Many previous studies identified some MetS components as risk factors for PMS. In the study of Masho and colleagues [24], the authors concluded that obesity is strongly associated with PMS. Likewise, the study of Bertone-Johnson and colleagues [25] noted a significant linear relation between increased BMI and incident PMS. In contrast, the study of Sharifan and colleagues [26] found no relation between BMI and severity of PMS. In another study, increased cholesterol level was reported as a risk factor for PMS [27].

Interestingly, the current study noted patients with MetS experienced significantly severe form of PMS. Previous studies identified as association between MetS and some elements of severe PMS. For example, the association between MetS and sleep troubles was reported in younger [28] and older [29] women and in the general population [30]. Moreover, it was found that MetS patients significantly higher frequency of severe joint aches. While none of the studied patients had clinical diagnosis of joint pathologies, the association between MetS and inflammatory joint diseases is well-documented [31].
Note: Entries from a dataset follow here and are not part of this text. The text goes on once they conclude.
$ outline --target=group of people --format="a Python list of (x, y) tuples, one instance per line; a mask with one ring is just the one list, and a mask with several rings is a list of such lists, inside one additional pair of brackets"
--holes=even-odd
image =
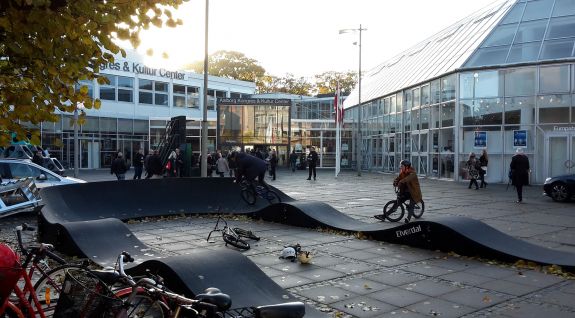
[[(311, 180), (312, 176), (313, 179), (316, 180), (317, 178), (317, 164), (319, 163), (319, 155), (317, 154), (317, 151), (315, 151), (315, 147), (311, 147), (309, 153), (307, 154), (307, 157), (305, 156), (304, 153), (298, 154), (295, 152), (295, 149), (292, 150), (290, 156), (289, 156), (289, 162), (290, 162), (290, 168), (292, 172), (295, 172), (295, 170), (297, 169), (297, 161), (298, 159), (300, 159), (300, 166), (301, 167), (305, 167), (306, 163), (307, 163), (307, 167), (308, 167), (308, 171), (309, 171), (309, 175), (307, 177), (307, 180)], [(306, 163), (304, 163), (306, 162)]]
[[(475, 153), (469, 154), (467, 160), (467, 172), (469, 174), (469, 186), (467, 188), (471, 189), (475, 186), (475, 190), (479, 188), (487, 188), (487, 182), (485, 182), (485, 175), (487, 174), (487, 164), (489, 163), (489, 157), (487, 155), (487, 150), (483, 149), (481, 156), (477, 158)], [(481, 185), (477, 183), (477, 180), (481, 181)]]
[[(142, 179), (142, 173), (146, 171), (145, 178), (161, 178), (164, 172), (167, 173), (169, 177), (179, 177), (182, 173), (182, 167), (184, 164), (182, 154), (179, 148), (173, 150), (168, 156), (168, 163), (164, 166), (162, 159), (160, 158), (160, 152), (155, 149), (144, 155), (144, 149), (138, 150), (134, 155), (132, 161), (134, 166), (134, 177), (133, 179)], [(126, 179), (126, 172), (130, 170), (130, 165), (124, 158), (124, 154), (118, 151), (116, 158), (112, 161), (110, 167), (110, 174), (114, 174), (118, 180)]]
[[(469, 186), (475, 186), (475, 190), (479, 188), (487, 188), (487, 182), (485, 182), (485, 175), (487, 174), (487, 164), (489, 163), (489, 158), (487, 155), (487, 150), (483, 149), (481, 156), (476, 158), (475, 153), (470, 153), (467, 160), (467, 172), (469, 175)], [(511, 163), (509, 164), (509, 183), (515, 187), (517, 191), (517, 203), (523, 202), (523, 186), (529, 184), (529, 158), (523, 152), (523, 148), (517, 148), (515, 155), (511, 157)], [(477, 181), (481, 181), (479, 184)]]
Our study recognized patients age at menarche, symptoms duration and MetS as significant independent predictors of PMS severity. The relation between older age and severity of PMS was previously reported [32]. The association between MetS and severity of PMS may be explained by the inflammatory background of both conditions. PMS is characterized by elevated levels of proinflammatory cytokines [33]. The low-grade inflammation in MetS can produce augmented release of many proinflammatory cytokines like tumor necrosis factor α and interleukin 6 [34]. Of note, the recent study of Ter Horst and colleagues [35] suggested that women with MetS may also have lower expression of the anti-inflammatory adipokine adiponectin.

Conclusions

MetS is associated more severe form of PMS. It’s recommended to conduct interventional study to assess if control of MetS components can affect PMS symptoms. Conclusions of the present study may be limited by its cross-sectional design. Probably, longitudinal studies assessing the relation between changes in MetS components and PMS symptoms may provide better approach to judge the relation between MetS and severity of PMS symptoms.